Segundo explicou o diretor de Normas do Banco Central, Sérgio Darcy, tão importante quanto o pagamento da operação em dia, também será a análise da capacidade do cliente de pagar os recursos tomados nas instituições. A partir destas análises os bancos estarão classificando os clientes de AA - que além de bom pagador tem condições de honrar o débito - até o H. Este será aquele cliente considerado um mau pagador.
Para o grosso das operações de crédito, ou seja, aquelas até R$ 50 mil, as instituições poderão classificar o cliente com base apenas no atraso ou em critérios próprios. No total estas operações chegam a 33 milhões e significam 98,72% de todas as operações concedidas pelos bancos. Mas considerando o volume de crédito, elas representam a parcela de 21,84%. Ao mesmo tempo, as operações acima de R$ 500 mil significam apenas 0,09% das operações de crédito mas respondem pela parcela de 66,26% dos recursos emprestados pelos bancos.
As operações da fase 2, que são aquelas entre R$ 50 e R$ 500 mil, representam um total de 399 mil, mas apenas 1,20% das operações e 11,90% do volume de crédito. Darcy admitiu que, com o adiamento do prazo, o governo atendeu a um pleito dos bancos, mas ressaltou que os problemas do bug do milênio, na passagem do ano, trouxeram uma sobrecarga às instituições. Elas também terão uma redução de custo, segundo ele, fazendo a classificação por etapas.
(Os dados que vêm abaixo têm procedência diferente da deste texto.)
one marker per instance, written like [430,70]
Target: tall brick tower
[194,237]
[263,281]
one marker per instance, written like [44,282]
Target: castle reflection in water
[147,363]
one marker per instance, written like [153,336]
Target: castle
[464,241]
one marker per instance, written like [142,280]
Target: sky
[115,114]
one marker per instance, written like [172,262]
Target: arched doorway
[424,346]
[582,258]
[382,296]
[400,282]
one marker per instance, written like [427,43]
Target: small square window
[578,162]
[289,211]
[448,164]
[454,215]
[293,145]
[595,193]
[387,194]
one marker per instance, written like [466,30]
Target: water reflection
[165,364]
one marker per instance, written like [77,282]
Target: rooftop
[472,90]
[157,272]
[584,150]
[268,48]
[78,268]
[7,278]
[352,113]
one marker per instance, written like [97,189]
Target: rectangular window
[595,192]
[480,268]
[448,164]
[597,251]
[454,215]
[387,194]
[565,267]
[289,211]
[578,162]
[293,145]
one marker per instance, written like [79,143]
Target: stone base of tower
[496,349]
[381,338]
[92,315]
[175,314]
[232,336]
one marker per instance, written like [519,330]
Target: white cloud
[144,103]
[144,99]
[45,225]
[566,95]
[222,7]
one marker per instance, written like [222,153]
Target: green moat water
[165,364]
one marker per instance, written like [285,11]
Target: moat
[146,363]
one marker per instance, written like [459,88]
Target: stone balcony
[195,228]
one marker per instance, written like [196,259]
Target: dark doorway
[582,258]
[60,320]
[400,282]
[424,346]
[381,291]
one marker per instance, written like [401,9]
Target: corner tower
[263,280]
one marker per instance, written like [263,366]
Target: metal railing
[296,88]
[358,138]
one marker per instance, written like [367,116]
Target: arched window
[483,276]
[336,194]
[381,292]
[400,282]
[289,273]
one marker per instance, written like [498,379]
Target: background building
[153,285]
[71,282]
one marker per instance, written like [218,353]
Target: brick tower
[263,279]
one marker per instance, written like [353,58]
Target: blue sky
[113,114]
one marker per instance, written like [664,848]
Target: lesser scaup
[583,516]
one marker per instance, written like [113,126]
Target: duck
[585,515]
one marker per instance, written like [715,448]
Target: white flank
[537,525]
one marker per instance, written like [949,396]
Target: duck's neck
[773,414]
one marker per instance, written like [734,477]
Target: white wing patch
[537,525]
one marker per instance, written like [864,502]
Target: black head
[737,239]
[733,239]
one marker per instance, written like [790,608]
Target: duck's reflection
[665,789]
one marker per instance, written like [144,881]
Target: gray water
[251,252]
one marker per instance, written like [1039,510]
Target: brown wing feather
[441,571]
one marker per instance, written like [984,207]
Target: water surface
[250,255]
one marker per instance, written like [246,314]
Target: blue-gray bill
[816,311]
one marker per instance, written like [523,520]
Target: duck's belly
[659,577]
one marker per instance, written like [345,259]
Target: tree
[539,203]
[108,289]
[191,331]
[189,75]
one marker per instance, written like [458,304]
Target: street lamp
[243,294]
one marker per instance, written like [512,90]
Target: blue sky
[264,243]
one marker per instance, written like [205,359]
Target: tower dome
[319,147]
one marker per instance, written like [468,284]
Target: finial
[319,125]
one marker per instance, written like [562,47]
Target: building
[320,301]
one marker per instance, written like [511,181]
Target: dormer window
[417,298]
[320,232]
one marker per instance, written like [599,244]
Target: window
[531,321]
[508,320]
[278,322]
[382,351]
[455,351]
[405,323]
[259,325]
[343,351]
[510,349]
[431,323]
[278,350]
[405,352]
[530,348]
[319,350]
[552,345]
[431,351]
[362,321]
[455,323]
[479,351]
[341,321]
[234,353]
Estrangeiros - Os americanos Goldman Sachs e Hewlett Packard foram autorizados a abrir bancos no Brasil. Enquanto a Goldman solicitou permissão para abrir um múltiplo - ou seja, que poderá trabalhar com investimentos mas também com contas e depósitos -, a Hewlett Packard pediu a abertura de um banco com 100% de capital estrangeiro para financiar a área de informática. De acordo com dados do BC, as duas instituições já atuam no Brasil. A Goldman a partir de um escritório em São Paulo e a Hewlett com uma empresa de arrendamento mercantil.
Darcy assegurou, no entanto, que embora tenha autorização para abrir um banco múltiplo, a Goldman vai atuar somente com investimentos. Ele destacou que, até agora, a instituição já investiu mais de US$ 100 milhões em empresas brasileiras.
Em outra decisão, o CMN autorizou que seguradoras, resseguradoras e corretores de resseguros tenham conta em moeda estrangeira. As resseguradoras fazem seguros para as seguradoras. Até agora somente o Instituto de Resseguros do Brasil (IRB), que é do governo, está autorizado a fazer resseguros no Brasil. Com a privatização do IRB, que está marcada para ocorrer até junho, o mercado de resseguros no Brasil será aberto para empresas internacionais.
O CMN também determinou que 50% dos prêmios que estas empresas venham a arrecadar no Brasil deverão compor suas reservas técnicas e estas poderão ser aplicadas no mercado interno ou externo. Mas em títulos e papéis de países estáveis ou em depósitos fixos.
Também hoje o Conselho determinou que os bancos aumentem o nível de patrimônio líquido para cobertura de eventuais riscos nas operações com taxas de juros. Isso significa que as instituições deverão ter mais cacife para cobrir prejuízos em momentos de volatilidade nas taxas de juros. Ao mesmo tempo, o CMN reduziu as exigências para que as instituições financeiras novas tenham mais capital próprio que as antigas proporcionalmente ao volume de crédito que emprestam. Ou seja, reduziu a restrição a alavancagem. Com a medida, todos os bancos no Brasil poderão seguir as regras que prevêem que para cada R$ 1 real emprestado, a instituição deve ter R$ 0,11 de capital próprio. A exigência para as novas era de R$ 0,32.